Casas de quilombolas e Igreja Católica foram incendiadas em Codó. Lideranças comunitárias e vários padres estão ameaçados de morte. Os casos são públicos e denunciados as autoridades, que aguardam o registro da violência com morticínio para se manifestarem.
Os conflitos agrários no Maranhão envolvendo trabalhadores rurais, quilombolas, povos indígenas e outras comunidades tradicionais, do outro lado estão grileiros, latifundiários, empresários da agropecuária e do agronegócio, com defesas de grupos políticos com fortes influências nas instituições do Executivo e do Judiciário. São muitas denúncias feitas por entidades da sociedade civil organizada a órgãos públicos estaduais e federais e de pouco ou nada adianta, uma vez que a opressão se torna mais acentuada. Apenas como exemplo temos o município de Codó, em que os ex-prefeitos Biné Figueirêdo e Zito Rolim já estiveram na lista suja do trabalho escravo e o deputado César Pires, que utilizaram muitas vezes a Policia Militar contra quilombolas e há casos de assassinatos com a marca de jagunços.

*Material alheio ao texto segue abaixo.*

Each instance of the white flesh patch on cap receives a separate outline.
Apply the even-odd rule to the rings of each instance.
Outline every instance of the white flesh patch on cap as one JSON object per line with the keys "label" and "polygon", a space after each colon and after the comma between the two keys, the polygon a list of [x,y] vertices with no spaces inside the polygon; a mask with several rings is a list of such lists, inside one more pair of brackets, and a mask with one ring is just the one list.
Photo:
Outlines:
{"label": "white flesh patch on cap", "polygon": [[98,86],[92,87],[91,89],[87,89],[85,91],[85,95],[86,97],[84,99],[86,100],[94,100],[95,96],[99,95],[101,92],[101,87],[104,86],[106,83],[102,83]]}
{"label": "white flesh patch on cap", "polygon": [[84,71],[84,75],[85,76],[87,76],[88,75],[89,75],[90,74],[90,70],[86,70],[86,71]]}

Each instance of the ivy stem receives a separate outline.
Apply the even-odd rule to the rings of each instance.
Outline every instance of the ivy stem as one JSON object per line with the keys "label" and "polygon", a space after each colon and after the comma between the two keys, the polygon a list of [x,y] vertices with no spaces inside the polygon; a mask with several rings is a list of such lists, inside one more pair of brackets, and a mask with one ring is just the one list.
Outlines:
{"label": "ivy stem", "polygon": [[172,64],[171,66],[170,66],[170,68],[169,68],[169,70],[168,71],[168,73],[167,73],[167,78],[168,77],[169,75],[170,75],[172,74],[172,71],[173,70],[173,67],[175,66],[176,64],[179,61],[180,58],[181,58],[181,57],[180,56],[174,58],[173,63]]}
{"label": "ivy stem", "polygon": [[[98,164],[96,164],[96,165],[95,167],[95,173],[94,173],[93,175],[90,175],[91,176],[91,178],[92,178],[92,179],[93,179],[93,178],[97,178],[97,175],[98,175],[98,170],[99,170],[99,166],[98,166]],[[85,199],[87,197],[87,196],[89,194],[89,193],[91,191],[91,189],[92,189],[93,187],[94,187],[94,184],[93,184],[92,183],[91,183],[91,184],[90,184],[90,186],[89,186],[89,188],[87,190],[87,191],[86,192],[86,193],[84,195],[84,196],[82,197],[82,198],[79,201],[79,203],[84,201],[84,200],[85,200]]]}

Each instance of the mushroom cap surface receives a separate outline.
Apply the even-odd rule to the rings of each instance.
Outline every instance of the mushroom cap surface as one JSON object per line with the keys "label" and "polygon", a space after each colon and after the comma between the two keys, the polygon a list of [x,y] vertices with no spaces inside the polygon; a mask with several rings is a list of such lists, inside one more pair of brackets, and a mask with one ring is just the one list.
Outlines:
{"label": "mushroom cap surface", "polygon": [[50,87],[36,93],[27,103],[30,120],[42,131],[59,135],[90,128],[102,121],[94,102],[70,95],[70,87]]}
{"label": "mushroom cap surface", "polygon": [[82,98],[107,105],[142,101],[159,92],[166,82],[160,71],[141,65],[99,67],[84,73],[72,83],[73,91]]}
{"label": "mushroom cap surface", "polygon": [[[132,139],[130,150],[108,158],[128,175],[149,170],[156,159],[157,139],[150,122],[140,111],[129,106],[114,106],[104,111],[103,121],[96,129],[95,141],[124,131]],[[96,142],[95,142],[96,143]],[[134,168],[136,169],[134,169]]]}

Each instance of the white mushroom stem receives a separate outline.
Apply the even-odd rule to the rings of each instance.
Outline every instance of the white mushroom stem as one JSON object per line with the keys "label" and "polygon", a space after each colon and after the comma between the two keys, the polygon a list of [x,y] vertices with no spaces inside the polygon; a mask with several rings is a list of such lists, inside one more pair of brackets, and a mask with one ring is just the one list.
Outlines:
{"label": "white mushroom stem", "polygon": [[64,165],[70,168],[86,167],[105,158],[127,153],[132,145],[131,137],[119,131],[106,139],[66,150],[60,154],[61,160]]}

O INCRA durante o período em que foi manipulado pelo Partido dos Trabalhadores no Maranhão postergou desapropriações e até regularizações fundiárias e a maioria foi para atender interesses de políticos. Na Baixada Maranhense e no Baixo Parnaíba perderam-se a conta de pessoas que abandonaram suas posses seculares e as mortes praticadas por jagunços a serviço de elementos protegidos por políticos.
Muitos dos assassinatos praticados em nosso Estado foram denunciados a Organização dos Estados Americanos e a Anistia Internacional, mas de pouco ou nada adianta, uma vez que a problemática continua crescente.
Para se ter uma dimensão da crueldade, os povos indígenas das áreas de Barra do Corda e Grajau, para garantir direitos legítimos à saúde, a escolas, merenda escolar, professores e respeito a dignidade deles , são obrigados a fazer interdições na principal rodovia do local e com estratégia eles conseguem alguma coisa, mas muitos dos seus direitos são roubados.
Há poucos dias a Comissão Nacional da Pastoral da Terra divulgou o caderno de conflitos no campo, em que estão registrados todos os problemas relacionados ao Maranhão. A CPT estadual afirma que o Governo do Maranhão tem informação de todos os 360 conflitos agrários no Estado e dos casos na iminência de confronto. É também público, que em 2016 foram registrados 196 casos de ocorrências de violência contra os povos do campo, além de 13 pessoas foram assassinadas e 72 estão ameaçadas de morte.
Diante dos fatos registrados com os povos indígenas Gamela, em Viana, em que pesam acusações graves de incitação a violência pelo ex-Secretário de Segurança Pública do Maranhão e atual deputado federal Aluísio Mendes, precisa ser investigado, assim como de outros políticos grandes responsáveis pelo derramamento de sangue no meio rural do Maranhão, mas apenas procuro lembrar, mesmo com a convicção plena de que a impunidade é certa.